Nor should I care what google throws up re certain actors whom I dare not mention, except to observe it at a distance as a social dilema, or can an actor, who finds himself rising within the industry as he is cast in more and more mainstream projects, leap back into the closet and wedge the door firmly shut behind him in the age of Google? I mean there has always been gossip and scandal about celebs, and I'm thinking Georgian and Victorian London as much as 20thC Hollywood, but could you even begin an Oscar Wilde like case these days when a quick google, well, there it is? I know of actors who have tried and suceeded in litigation, but I wonder whether information can be controlled, expunged, and deleted for much longer, even with lawsuits flying ither and yon, and secondly, why does it matter?

And it doesn't even have to be a gay actor, I'm thinking of any actor who might have indulged in past behaviours frowned upon by right wing commentators (like Jane Fonda over the Vietnam thing, which still gets a mention now and then). Can they overcome and/or bury the past and do they need to, should they need to? Does it make a difference to the performance?

In the case of performance, I'd say sometimes yes. While I don't need an actor to be authentically hetero when snogging a girl, because that's silly, it's like banning Jewish actors from Christmas episodes (which would then be mercifully thin on the ground), I will say that sometimes spurious gossip enhances the viewing experience, like knowing who was shagging whose wife/mistress/each other in the Pre-Raphaelite Brotherhood when you see one of their pictures.

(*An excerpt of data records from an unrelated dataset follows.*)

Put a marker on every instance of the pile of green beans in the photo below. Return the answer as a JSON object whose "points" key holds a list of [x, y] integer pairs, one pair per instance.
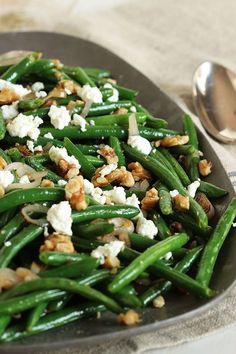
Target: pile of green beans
{"points": [[66, 286]]}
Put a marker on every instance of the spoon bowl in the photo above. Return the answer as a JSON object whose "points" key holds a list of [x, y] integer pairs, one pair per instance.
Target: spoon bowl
{"points": [[214, 97]]}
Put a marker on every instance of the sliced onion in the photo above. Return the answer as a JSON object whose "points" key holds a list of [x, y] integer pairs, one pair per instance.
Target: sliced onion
{"points": [[133, 126], [21, 168], [35, 208], [86, 108]]}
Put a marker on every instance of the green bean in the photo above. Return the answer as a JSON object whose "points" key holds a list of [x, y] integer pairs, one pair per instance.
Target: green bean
{"points": [[165, 202], [115, 144], [23, 196], [72, 270], [15, 72], [161, 288], [177, 167], [87, 168], [105, 212], [2, 126], [12, 306], [4, 322], [163, 229], [60, 258], [35, 315], [92, 231], [215, 243], [53, 320], [96, 132], [119, 119], [24, 237], [144, 260], [211, 190], [11, 227], [30, 104]]}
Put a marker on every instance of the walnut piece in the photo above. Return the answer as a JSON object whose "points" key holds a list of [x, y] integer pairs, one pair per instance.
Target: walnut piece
{"points": [[150, 200], [58, 243], [139, 172], [128, 318], [181, 202], [75, 194], [169, 141], [108, 153], [120, 175], [205, 167]]}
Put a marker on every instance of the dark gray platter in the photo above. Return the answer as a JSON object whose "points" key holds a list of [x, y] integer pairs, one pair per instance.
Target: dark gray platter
{"points": [[76, 51]]}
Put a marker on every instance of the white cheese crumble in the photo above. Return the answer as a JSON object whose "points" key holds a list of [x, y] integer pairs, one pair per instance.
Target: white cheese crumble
{"points": [[59, 116], [49, 136], [56, 154], [23, 126], [108, 169], [146, 227], [59, 216], [133, 109], [140, 143], [19, 90], [111, 250], [116, 196], [174, 193], [32, 148], [192, 188], [61, 182], [37, 86], [91, 94], [6, 178], [115, 93], [80, 121], [24, 179], [10, 111]]}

So that'd be a depends on the context answer. Yes more so in painting, writing etc. Less so in acting where one is merely interpretating than speaking directly to the audience (ie who cares if my meat puppet is gay/communistic/raving loon or not).

That said, the personal relationship between actors (good friends or deadly enemies) is sometimes useful to know when it colours the performance so richly, one way or the other. So yeah, it's subjective, on a case by case basis, but honestly, do they really think I care less about flaming actors than actors who are married with kids or can't keep it zipped or are notorious drunks and brawlers or right wing tories or completely arrogant bastards? Because trust me, I watch the films of some actors I'd loathe to be stuck on a plane with, and vice versa. When all is said and done what really matters is did they make the everyday just that little bit special for just a moment? If yes, then they can be a closet frog fancier for all I care.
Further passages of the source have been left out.